« Le Journal d'Anne Frank » : une nouvelle version illustrée révèle des passages censurés sur la sexualité

L'auteure espagnole María Hesse (Huelva, 1982) a illustré Le Journal d'Anne Frank dans une édition récemment publiée par Lumen, qui nous invite à le relire « pour éviter de commettre les mêmes erreurs et parce que ce type de lecture est humanisant ».
Dans une interview, Hesse encourage les lecteurs à se replonger dans le livre, qui l'a surprise lorsqu'elle a découvert une Ana adolescente qui parle, par exemple, des menstruations et de la sexualité.
Ce sont des aspects qui intéressent une jeune fille de 13 ans, mais l'illustratrice ne se souvient pas qu'ils apparaissent dans les éditions précédentes, peut-être parce qu'ils ont été « censurés ».
En utilisant le texte original qu'Anne a commencé à écrire le 12 juin 1942 , Hesse illustre avec une vulve le chapitre dans lequel la jeune fille écrit sur « l'importante nouvelle de ses règles : j'ai hâte. Cela me semble si important ! »
Journal d'Anne Frank / Avec l'aimable autorisation de la Fondation Anne Frank
Il y a aussi la censure qu'elle s'est imposée , qui consiste en une double page qu'elle a recouverte, probablement par peur que quelqu'un puisse lire des aspects trop personnels de sa vie dans le refuge d'Amsterdam.
Cette nouvelle édition, publiée à l'occasion du 80e anniversaire de la libération d'Auschwitz , offre la perspective visuelle de Hesse, qui accompagne le témoignage émouvant d'Anne alors qu'elle vivait cachée pendant l'occupation nazie de la Hollande.
Le livre, dont la couverture est illustrée par un dessin du papier peint du mur de la maison de la jeune fille juive , commence par un prologue qui décrit brièvement la situation familiale et le moment où elle a commencé à écrire le journal.
Au printemps 1944, il décide de le réviser et d'en faire un roman après avoir entendu à la radio (une station anglaise) qu'il y avait des projets de publication de journaux et de lettres écrits pendant l'occupation.
« C'était un projet qui me semblait intéressant parce que j'avais lu le livre quand j'étais enfant, mais je ne m'en souvenais pas de cette façon », explique Hesse.
« Elle parle de la guerre et de ce qu'elle ressentait à la maison, mais on se rend compte aussi qu'elle le fait du point de vue d'une adolescente », de la découverte de sa sexualité et de la proximité de Peter, un jeune homme avec qui elle a partagé une brève idylle pendant son confinement au refuge, et de la modernité de sa pensée.
Modernité que l'auteur attribue au fait qu'Ana était issue d'une famille de la haute société qui ne limitait pas ses lectures et avait des intérêts culturels.
« De loin, on pourrait croire qu'Ana était un personnage fictif, mais elle était bien réelle, et elle l'est toujours aujourd'hui . Je suis très heureuse d'avoir eu l'occasion de le faire, et j'espère qu'elle serait heureuse de l'illustration de son journal », confie la dessinatrice.
Anne a fait la dernière entrée le 1er août 1944. Trois jours plus tard, elle a été découverte et arrêtée avec tous les autres habitants de l'annexe.
Hesse avoue que la situation lui donne « beaucoup plus de tendresse » depuis sa maternité : « Quand on va illustrer une œuvre, on fait une interprétation différente, on essaie d'aller au-delà et de donner au dessin une vie propre. »
C'est une sorte de dialogue, dit-il, et il reconnaît que l'accent est mis sur les yeux : « L'apparence est très importante. »
L'illustratrice espagnole María Hesse, auteure de la version illustrée du « Journal d'Anne Frank » chez Lumen.
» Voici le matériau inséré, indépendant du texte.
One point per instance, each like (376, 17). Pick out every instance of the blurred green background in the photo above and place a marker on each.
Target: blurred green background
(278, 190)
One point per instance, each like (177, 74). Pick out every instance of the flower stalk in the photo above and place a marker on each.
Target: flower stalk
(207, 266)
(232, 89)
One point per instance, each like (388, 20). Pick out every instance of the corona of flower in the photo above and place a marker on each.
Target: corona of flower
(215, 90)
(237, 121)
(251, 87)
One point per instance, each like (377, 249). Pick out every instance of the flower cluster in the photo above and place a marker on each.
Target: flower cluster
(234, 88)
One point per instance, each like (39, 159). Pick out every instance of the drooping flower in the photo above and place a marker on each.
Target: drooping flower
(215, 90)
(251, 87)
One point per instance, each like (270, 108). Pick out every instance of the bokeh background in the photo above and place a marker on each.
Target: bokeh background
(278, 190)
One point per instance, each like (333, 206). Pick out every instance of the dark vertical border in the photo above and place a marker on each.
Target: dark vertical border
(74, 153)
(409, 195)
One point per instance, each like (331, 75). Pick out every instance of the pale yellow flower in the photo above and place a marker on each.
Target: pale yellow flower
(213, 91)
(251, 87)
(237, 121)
EFE/Penguin Random House/Cristina Valbuena
Pour réaliser les dessins, Hesse s'est inspiré de photos d'époque de la famille, du musée Anne Frank, où l'on peut voir les pièces de la maison, et de films pour recréer les costumes.
Hesse ne définit pas son style d'illustration, qu'elle juge « naïf » car associé aux livres pour enfants et irréaliste. Elle comprend qu'a priori, ses illustrations, réalisées selon la technique du Guasch, peuvent paraître amicales, mais « elles cachent d'autres aspects, et parfois elles sont dures, car le contexte l'exige ».